Kusura bakma sana kim olduğumuzu söylemedim. Ben Cihat. Cihat Zafer. Sesimi duydun çok. Bizi gördüğüne de inanıyorum ama göbek bağının çok gelişmiş bir tür bilgi, ses ve görüntü kablosu olduğunu, benim ve annenin gördüğü, duyduğu her şeyi sana aktardığını bilim adamları hala ispat edemediği için üzgünüm. Annen mi? Onu benden daha iyi tanıyorsun. Hala bir aradasınız, en azından yarın sabaha kadar. Adı Aysun. Biraz da bunun için “Tarık” mı olmalı adın? Annen “Ay” sen “Yıldız”… Annen, güçlü, onurlu, temiz ve tutumludur. Ne kadar “güzel” olduğunu yarın sabah kendi gözlerinle göreceksin.
Kırk yıl yaşadım, sen gelinceye kadar. İyi kötü bilirim, eğriyi doğruyu. Tazeyi, bayatı... Aydınlığı, karanlığı... Dostluğu ve düşmanlığı… Az çok bilirim kazanmayı ve kaybetmeyi... Seni ilk gördüğümde ne hissedeceğimi ise inan bilmiyorum. Sana “baba”lık yapabilecek kadar “olgun” değilim. Biraz “çocuk bir baba”n olacak anlayacağın. Belki de birlikte büyüyeceğiz.

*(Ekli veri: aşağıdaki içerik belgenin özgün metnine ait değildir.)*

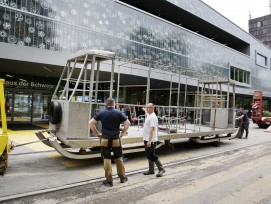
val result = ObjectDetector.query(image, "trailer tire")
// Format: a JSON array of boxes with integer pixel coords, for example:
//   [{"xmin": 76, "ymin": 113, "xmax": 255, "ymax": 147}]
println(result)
[{"xmin": 49, "ymin": 101, "xmax": 62, "ymax": 124}]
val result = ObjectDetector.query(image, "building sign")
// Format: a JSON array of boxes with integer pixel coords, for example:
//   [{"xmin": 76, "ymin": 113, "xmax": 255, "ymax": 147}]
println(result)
[{"xmin": 5, "ymin": 81, "xmax": 54, "ymax": 89}]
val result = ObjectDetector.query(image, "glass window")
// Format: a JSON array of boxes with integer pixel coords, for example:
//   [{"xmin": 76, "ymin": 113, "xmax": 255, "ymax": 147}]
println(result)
[
  {"xmin": 256, "ymin": 53, "xmax": 267, "ymax": 67},
  {"xmin": 230, "ymin": 66, "xmax": 250, "ymax": 84}
]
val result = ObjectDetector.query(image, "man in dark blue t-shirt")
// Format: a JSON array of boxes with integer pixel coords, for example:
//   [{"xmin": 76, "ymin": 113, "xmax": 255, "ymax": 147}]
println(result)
[
  {"xmin": 89, "ymin": 98, "xmax": 130, "ymax": 187},
  {"xmin": 238, "ymin": 107, "xmax": 249, "ymax": 139}
]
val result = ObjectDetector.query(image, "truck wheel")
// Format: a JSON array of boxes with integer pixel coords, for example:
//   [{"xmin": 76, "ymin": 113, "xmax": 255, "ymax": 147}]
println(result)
[{"xmin": 49, "ymin": 101, "xmax": 62, "ymax": 124}]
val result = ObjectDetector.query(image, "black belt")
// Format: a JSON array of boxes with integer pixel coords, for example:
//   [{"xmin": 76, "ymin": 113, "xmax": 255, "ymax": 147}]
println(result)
[{"xmin": 102, "ymin": 135, "xmax": 120, "ymax": 140}]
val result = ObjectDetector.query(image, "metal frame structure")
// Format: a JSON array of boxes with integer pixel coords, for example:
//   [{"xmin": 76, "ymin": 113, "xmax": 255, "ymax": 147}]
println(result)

Doğuyorsun demek, ne güzel. Gel çocuğum, gel ve yaşa sen de. Soğuk sular iç. Sıcak ekmekler ye. Okumayı öğren. Yazmayı. Yağmurda huzurla yürü. Karda neşeyle düşün. Güneşin atında sükunetle dur. Kuşlar uçacak, balıklar yüzecek, rüzgarlar esecek. Geceyi ve gündüzü göreceksin. Yıldızları. Çiçekleri. Ağaçları. Bulutları. Ha, o mu? O bir uçurtma. İnadına yaptığımız şeylerden biri. Özgürlük için! Safçasına! Saflık mı? Kitaplar okuyacaksın ya, işte o kitaplar bitince anlayacaksın “saflık” ne demek. Annene dokuz ay boyunca yedirdiğin şeyin adı da dondurma. Bol bol yemeni tavsiye ederim. Özellikle pantolonunun paçaları kısayken. Pantolon paçası uzayınca erkeklerin hayattan aldıkları lezzet azalıyor maalesef. (Babalık duygusu hariç! Belki de artık çocuk gibi dondurma yiyemeyen erkeklerin çocuklarına dondurma yedirerek hayata tutunmalarıdır babalık!) Mesela benim arkadaşlarımdan bisiklete binen hiç kalmadı. Doğru dürüst “yürümeyi” bile unuttu çoğu. “Yürütmeyi” öğrendiler ama. Boş ver. Şimdiden kirletmeyeyim gönlünü. Ömrün bu kirlilikle “baş etmeye çalışarak” geçecek zaten bu “mübarek” memlekette! Adalete, emeğe, bilime, özgürlüğe, eşitliğe sahip çık. Yaşanabilir bir ülke olacaksa “bu ülke”, sen ve arkadaşların yapacaksınız bunu. Oyuncakların olacak elbet, bisikletin de. Arabalara çok özenme. Arka koltuklarında (Özellikle siyah renkli olanların özellikle sağ arka koltuklarında) dondurma yiyebilmen biraz zor. En azından bisikletteki kadar zevkli değil. Masalları, hikayeleri, şiirleri seveceksin. Yaşamayı seveceksin. Umarım ve dilerim dünyayı çok sevmezsin. Şöyle demeliyim aslında. O kadar çok seveceksin ki dünyayı… Katılmayı kainatın ahengine, rengine, sırrına… Dünyanın değerine iyilikler, güzellikler katmayı… Metelik bile vermeyeceksin, pabuç bırakmayacaksın “dünya”ya. Daha ötesine erecek, yetecek aklın, fikrin, yüreğin. Bir “Allah”ı olmanı, “Allah’la” olmanı, “Allah’a” yakın olmanı dilerim.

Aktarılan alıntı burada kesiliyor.